I haven’t been paying too much attention to the threads relating to the repatriation of gold from central custodians such as the Fed and the Banks of England to countries such a Germany or Venezuela. It doesn’t seem to have much to do with what is going on with the price of gold.
The trend does raise some interesting questions about why countries bother to hold gold reserves at all.
If we accept that the purpose of reserves (of any kind) is to ensure that a country can meet its international obligations to other countries, or sustain a preferred valuation for the domestic currency unit, I would have thought that it made sense to hold those reserves somewhere where they can be deployed in a timely fashion, to either meet international obligations, or fund the support of the local currency. Holding gold in London, New York or some other financial centre seems the obvious place to store the collateral used to stabilize a countries international financial position. Hording it “under the bed” means that it is not available for immediate use.
Why is timeliness important?
When the Bundesbank borrowed US dollars from the US Fed to save Deutschebank in November 2011, even a short delay in the settlement of the dollars may have caused the collapse of Deutschebank and potentially to collapse of the global financial system.
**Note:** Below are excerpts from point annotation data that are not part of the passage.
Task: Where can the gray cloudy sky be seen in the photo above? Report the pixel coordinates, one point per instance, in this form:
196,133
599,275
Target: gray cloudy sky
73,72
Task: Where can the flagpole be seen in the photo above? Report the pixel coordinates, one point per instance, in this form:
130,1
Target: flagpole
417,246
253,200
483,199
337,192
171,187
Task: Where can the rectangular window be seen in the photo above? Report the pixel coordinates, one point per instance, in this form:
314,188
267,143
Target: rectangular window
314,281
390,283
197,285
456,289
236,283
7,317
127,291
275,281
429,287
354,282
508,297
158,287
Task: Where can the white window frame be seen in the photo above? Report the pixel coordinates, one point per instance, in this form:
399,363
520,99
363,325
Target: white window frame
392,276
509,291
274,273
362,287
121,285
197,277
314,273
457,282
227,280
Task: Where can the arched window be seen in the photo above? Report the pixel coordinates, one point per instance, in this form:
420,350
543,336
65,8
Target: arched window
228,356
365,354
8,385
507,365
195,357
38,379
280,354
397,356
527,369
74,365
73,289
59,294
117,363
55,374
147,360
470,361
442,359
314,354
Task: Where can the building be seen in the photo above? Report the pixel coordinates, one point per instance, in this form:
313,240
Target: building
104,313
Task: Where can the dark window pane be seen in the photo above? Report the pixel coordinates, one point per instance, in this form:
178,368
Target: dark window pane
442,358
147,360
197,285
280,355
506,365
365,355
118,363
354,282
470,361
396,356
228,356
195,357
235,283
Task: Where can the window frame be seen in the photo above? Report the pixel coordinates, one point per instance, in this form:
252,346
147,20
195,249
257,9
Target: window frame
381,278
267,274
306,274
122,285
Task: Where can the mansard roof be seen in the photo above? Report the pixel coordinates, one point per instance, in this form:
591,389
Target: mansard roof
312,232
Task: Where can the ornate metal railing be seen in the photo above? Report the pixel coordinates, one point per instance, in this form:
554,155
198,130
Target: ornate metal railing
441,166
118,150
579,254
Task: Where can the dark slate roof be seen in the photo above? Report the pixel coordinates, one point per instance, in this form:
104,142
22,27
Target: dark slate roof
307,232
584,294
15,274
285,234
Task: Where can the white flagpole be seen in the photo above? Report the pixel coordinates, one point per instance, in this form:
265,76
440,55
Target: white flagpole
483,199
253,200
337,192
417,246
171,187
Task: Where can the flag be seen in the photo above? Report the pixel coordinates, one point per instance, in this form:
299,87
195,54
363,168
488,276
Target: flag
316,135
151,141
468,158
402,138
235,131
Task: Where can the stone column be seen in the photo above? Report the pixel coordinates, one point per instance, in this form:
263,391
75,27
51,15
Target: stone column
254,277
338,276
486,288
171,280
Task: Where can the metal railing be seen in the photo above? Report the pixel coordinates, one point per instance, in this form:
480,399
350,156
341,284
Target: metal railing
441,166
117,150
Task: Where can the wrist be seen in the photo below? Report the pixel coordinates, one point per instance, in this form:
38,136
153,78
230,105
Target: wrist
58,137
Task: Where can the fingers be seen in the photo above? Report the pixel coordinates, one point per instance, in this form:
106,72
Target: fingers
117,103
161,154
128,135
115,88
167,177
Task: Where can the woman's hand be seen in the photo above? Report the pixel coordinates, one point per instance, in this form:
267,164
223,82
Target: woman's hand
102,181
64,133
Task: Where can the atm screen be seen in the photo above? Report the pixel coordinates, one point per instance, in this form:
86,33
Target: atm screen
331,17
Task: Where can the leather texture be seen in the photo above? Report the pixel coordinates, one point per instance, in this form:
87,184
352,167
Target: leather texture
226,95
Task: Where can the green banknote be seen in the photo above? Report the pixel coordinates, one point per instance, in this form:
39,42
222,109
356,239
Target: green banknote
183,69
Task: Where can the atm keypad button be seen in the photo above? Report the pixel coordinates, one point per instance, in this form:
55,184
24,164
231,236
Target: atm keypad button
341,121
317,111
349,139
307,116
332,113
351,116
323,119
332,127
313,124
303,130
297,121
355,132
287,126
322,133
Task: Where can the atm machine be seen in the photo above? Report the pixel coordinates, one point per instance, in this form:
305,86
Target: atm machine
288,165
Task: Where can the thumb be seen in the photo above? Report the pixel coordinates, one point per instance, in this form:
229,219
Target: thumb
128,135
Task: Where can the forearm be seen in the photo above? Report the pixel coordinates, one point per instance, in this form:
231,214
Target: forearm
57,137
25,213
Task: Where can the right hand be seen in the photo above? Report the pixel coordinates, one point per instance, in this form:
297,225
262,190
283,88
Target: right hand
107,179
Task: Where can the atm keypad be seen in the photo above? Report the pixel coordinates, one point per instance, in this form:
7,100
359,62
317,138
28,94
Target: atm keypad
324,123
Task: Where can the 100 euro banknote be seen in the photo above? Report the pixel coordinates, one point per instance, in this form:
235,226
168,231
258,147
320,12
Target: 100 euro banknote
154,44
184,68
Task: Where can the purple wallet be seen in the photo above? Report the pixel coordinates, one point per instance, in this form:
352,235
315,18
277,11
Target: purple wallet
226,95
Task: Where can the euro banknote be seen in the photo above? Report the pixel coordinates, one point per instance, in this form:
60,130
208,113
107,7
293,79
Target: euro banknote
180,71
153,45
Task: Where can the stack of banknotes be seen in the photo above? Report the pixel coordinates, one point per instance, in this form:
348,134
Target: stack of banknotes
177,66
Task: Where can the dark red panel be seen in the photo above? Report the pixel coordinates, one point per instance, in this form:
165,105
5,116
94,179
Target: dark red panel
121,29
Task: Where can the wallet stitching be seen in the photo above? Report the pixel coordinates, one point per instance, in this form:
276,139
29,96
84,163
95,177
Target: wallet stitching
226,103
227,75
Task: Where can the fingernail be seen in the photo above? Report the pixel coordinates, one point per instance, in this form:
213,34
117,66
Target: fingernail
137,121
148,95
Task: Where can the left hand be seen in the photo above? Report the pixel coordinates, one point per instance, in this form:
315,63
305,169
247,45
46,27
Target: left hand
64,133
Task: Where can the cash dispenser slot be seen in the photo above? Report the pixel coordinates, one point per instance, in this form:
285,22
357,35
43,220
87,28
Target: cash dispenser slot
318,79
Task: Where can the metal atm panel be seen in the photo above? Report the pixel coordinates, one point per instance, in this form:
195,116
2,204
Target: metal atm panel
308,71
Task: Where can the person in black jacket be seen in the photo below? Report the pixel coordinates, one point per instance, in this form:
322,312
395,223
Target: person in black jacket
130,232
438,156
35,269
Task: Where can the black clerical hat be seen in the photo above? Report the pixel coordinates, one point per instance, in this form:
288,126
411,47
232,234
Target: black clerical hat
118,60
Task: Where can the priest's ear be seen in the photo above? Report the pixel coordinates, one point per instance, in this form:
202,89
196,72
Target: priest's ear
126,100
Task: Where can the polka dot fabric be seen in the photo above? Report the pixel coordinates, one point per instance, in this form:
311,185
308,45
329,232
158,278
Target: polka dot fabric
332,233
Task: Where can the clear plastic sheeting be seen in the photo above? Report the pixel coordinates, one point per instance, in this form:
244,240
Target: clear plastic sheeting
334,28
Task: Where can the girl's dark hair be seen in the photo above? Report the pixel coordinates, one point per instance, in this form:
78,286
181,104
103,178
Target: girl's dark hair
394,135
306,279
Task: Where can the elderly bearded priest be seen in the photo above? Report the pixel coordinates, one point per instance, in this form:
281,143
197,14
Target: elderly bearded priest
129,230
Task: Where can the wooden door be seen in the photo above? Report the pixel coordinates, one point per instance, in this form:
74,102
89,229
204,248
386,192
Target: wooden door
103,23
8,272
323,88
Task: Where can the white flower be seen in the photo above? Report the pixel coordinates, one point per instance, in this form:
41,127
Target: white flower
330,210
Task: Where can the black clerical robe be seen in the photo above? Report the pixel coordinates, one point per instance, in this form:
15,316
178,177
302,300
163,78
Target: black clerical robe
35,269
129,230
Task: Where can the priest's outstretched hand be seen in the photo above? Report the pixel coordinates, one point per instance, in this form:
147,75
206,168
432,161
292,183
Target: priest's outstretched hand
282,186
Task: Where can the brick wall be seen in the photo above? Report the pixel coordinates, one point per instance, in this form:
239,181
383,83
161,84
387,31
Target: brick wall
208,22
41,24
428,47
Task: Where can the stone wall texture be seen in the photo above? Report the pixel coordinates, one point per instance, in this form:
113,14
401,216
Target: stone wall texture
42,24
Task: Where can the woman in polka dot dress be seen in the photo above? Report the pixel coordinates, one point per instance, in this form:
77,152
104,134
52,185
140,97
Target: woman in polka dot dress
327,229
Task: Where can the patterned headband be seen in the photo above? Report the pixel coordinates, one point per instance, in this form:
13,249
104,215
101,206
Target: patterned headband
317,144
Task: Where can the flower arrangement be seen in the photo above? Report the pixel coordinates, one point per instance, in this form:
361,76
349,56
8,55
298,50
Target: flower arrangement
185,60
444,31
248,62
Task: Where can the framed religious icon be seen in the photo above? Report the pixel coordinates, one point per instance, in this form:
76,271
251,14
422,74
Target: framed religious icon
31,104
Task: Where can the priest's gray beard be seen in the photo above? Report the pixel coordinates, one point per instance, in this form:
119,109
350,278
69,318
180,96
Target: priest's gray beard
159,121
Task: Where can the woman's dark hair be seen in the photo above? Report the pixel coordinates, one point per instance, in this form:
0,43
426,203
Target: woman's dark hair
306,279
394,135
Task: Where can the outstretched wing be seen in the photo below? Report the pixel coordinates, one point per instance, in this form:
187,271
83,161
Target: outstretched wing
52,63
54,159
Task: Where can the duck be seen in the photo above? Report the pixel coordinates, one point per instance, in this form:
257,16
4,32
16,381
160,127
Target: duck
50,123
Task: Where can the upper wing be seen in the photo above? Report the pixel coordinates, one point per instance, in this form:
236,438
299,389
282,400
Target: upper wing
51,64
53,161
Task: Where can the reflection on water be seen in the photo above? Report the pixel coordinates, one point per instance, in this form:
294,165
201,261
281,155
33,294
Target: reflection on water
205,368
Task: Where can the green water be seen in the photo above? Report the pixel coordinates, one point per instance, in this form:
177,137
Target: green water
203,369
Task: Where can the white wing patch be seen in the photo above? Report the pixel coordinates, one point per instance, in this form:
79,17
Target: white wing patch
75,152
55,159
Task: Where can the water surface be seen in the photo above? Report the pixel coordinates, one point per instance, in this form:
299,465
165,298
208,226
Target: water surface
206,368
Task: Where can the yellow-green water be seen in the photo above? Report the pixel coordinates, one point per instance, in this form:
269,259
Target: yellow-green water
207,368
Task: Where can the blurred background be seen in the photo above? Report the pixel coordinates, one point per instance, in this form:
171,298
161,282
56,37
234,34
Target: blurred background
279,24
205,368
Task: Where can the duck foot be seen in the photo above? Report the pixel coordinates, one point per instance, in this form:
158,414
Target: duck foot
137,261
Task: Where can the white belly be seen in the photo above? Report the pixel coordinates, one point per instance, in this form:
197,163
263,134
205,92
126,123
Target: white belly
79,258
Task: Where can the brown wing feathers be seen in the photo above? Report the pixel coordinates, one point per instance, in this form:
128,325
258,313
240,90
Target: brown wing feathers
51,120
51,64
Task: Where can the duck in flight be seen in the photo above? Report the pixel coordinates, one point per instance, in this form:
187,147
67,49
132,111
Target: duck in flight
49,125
The fact that the Fed could deliver the dollars intra-day, meant that the German bank could meet its dollar obligations without delay, sustaining confidence in the bank, and ultimately saving it from default. Immediate availability of the funds was critical!
So if a country holds its gold reserves with the Fed or the BoE, the gold can be used immediately by that country at a time of financial distress as collateral against loans that it would use to fund its international obligations or support its currency. If they withdraw the gold from the Fed or BoE and return it home, the gold can no longer be used as collateral until it is transported back to an accepted custodian. In these times of rapid flow of international funds, where a crisis can emerge in hours, reserves that take weeks to deploy are of little practical use.